A start-up is a new business venture that aims to meet a marketplace’s need, want or solve problems by developing a viable business model around products, services, processes or platform. It goes without saying that almost every tech start-up has an idea that’s probably worth protecting. An idea is nothing but an intellectual property (IP). An idea can take form of codes, algorithms, research findings etc. A start-up that relies on IPR must ensure that their IP is fairly protected. Unfortunately, this area remains neglected in the race of giving best products or services to satisfy clients. As a result, an IP on which a start-up actually relies is not sustained longer. The question looms that “do they really know about the legal rights while protecting IP?”
It is important for start-ups to secure all their legal aspects and have a clear vision on how to proceed with their idea.
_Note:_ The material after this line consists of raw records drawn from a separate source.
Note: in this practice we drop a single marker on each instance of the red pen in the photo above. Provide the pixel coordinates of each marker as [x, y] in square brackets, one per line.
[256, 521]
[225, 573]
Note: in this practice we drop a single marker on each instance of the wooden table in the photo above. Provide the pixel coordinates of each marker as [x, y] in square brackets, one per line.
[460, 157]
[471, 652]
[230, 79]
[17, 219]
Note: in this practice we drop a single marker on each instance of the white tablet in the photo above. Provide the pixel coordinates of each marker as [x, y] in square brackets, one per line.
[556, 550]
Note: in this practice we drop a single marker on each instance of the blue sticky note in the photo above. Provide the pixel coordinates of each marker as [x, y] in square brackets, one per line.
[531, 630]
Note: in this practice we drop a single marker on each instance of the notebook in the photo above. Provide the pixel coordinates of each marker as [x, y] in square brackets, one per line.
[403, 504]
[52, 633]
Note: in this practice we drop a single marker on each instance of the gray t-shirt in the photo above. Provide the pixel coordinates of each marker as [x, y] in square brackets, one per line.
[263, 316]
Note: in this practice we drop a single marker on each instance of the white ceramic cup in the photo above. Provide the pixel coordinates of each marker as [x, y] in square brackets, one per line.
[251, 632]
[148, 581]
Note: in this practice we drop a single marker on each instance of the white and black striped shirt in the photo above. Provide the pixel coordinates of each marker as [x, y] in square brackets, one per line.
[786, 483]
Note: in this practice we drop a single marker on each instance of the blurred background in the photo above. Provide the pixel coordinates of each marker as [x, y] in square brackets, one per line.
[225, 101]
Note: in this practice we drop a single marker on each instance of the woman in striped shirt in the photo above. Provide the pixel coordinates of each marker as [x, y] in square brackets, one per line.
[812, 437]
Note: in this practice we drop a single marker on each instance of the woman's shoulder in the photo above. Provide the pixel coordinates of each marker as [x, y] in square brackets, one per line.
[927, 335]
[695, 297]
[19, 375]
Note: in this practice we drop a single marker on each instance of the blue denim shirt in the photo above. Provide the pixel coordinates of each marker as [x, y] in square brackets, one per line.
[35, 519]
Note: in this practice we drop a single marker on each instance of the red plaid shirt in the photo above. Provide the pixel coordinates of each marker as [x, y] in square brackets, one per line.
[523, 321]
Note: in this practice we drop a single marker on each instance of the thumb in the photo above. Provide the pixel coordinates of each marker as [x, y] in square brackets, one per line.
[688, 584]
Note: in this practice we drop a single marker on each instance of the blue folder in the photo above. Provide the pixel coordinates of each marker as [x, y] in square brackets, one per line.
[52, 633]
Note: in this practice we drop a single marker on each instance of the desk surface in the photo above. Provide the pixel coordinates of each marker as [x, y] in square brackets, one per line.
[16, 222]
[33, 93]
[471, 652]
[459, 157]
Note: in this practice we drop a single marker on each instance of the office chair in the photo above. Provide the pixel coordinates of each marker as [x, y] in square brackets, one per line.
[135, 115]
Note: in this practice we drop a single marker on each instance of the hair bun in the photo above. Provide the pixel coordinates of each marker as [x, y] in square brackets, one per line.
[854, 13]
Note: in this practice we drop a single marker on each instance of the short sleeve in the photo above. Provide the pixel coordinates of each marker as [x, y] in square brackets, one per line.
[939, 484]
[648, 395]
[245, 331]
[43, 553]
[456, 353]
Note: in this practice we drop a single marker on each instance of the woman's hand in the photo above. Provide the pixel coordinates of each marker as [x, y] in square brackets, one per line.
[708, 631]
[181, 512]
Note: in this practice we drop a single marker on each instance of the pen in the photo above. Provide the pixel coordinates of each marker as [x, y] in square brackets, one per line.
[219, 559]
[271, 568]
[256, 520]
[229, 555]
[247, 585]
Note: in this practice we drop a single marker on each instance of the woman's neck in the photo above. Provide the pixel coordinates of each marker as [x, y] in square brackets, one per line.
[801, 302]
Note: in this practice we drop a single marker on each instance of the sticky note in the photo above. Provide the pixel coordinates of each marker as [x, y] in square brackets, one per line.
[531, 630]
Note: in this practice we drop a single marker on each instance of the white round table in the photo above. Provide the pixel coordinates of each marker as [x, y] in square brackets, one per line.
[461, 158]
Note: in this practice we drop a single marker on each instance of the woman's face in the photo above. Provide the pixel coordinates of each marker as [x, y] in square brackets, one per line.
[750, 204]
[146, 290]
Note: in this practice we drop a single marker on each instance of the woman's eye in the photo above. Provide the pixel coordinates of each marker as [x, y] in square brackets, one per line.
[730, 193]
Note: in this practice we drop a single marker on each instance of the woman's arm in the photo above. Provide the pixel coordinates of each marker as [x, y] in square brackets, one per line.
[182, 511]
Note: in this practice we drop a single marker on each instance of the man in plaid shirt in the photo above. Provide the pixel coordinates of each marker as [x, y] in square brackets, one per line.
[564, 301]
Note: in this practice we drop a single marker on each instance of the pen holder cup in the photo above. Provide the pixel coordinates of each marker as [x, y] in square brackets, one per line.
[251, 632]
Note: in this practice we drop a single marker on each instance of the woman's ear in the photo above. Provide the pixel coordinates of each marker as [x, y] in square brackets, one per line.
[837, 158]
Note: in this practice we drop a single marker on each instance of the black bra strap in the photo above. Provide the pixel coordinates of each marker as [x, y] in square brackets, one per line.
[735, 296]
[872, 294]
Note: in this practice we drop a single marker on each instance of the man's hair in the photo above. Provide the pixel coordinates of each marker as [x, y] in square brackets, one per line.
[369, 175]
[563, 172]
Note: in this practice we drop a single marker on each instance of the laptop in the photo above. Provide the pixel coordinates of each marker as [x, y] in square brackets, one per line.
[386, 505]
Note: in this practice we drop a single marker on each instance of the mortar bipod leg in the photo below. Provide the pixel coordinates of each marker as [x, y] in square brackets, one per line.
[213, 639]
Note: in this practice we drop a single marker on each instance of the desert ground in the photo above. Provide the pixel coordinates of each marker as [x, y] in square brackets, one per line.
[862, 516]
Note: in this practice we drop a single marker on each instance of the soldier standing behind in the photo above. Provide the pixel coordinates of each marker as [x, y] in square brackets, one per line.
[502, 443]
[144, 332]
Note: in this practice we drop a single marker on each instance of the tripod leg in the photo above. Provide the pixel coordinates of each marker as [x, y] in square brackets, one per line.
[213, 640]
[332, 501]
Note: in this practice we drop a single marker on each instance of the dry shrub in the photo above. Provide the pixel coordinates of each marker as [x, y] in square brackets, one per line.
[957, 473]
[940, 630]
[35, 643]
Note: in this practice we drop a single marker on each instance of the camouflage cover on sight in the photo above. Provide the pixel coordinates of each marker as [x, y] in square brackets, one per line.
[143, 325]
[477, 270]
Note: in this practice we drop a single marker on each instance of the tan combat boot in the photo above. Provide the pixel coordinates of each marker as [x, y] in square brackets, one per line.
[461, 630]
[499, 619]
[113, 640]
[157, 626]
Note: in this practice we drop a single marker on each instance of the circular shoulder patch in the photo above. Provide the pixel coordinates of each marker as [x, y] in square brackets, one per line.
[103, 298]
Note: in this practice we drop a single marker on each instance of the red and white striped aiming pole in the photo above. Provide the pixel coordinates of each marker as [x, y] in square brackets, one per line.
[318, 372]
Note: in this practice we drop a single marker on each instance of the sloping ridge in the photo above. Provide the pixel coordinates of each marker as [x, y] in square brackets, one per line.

Understanding legal rights would help start-ups avoid IP disputes which can incur hefty fine, litigation cost or even closure. The most important IP rights under which a start-up could protect its intangible assets and amass financial benefit from their usage are patents, trademarks and designs.
Most start-ups have informal working atmosphere since they majorly constitutes friends, colleagues and relatives. Such start-ups may face problems in the long run especially if certain formal requirements are not fulfilled. Legal agreements in the form of non-disclosure agreements, among the founders, employees and vendors are extremely important in order to protect the intangible assets of an organization from infringement and to protect trade secret. During commercialization, a start-up should always keep in mind the disclosure of the inventive product or process before the registration because IP rights would be of no use without prior disclosure. Accordingly, founders must take expert opinions regarding product commercialisation and process disclosure before patenting or applying for industrial design. Once these aspects have been strategized, and required measures are taken, the product may be launched into the public domain.
IP is an interesting area of law and is extremely relevant for start-ups and entrepreneurs. Knowing just the benefits of IP are not enough, start-ups also need to know their legal rights, since a small mistake might end up costing them millions.